Naturalmente cada ciudad, región o comarca profesaba especial veneración a su santo patrono; cada gremio o cofradía a su protector; cada orden religiosa a su fundador y a los santos de su calendario litúrgico. Incluso otros santos más antiguos siguieron gozando en el siglo XVII de idéntica devoción que antes en fuerza de su fama como operadores de milagros, curaciones y prodigios, o como protectores contra enfermedades concretas, plagas del campo, pestes y epidemias.
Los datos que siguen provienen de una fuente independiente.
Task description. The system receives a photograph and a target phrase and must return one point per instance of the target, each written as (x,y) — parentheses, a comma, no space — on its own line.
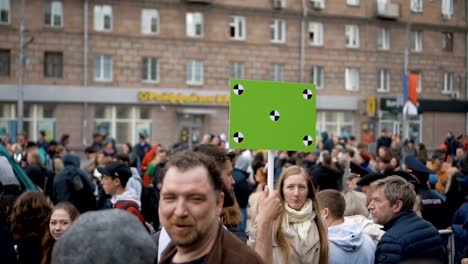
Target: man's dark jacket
(227,249)
(73,185)
(242,188)
(409,237)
No se ha de olvidar finalmente a los ángeles en general y al ángel custodio en particular; la devoción a este último floreció especialmente en esta época declarándosele incluso patrono de los alguaciles y funcionarios de las audiencias. Los ángeles, de cuerpo entero o reducidos a la cabeza y alas, fueron el comodín más frecuentemente usado para rellenar los vacíos de los retablos. Las figuras de los tres arcángeles más conocidos, Miguel, Rafael y Gabriel, fueron utilizadas de preferencia en los remates y áticos de los retablos junto con las personificaciones de las virtudes teologales: Fe, Esperanza y Caridad, y de las cardinales: Justicia, Prudencia, Fortaleza y Templanza.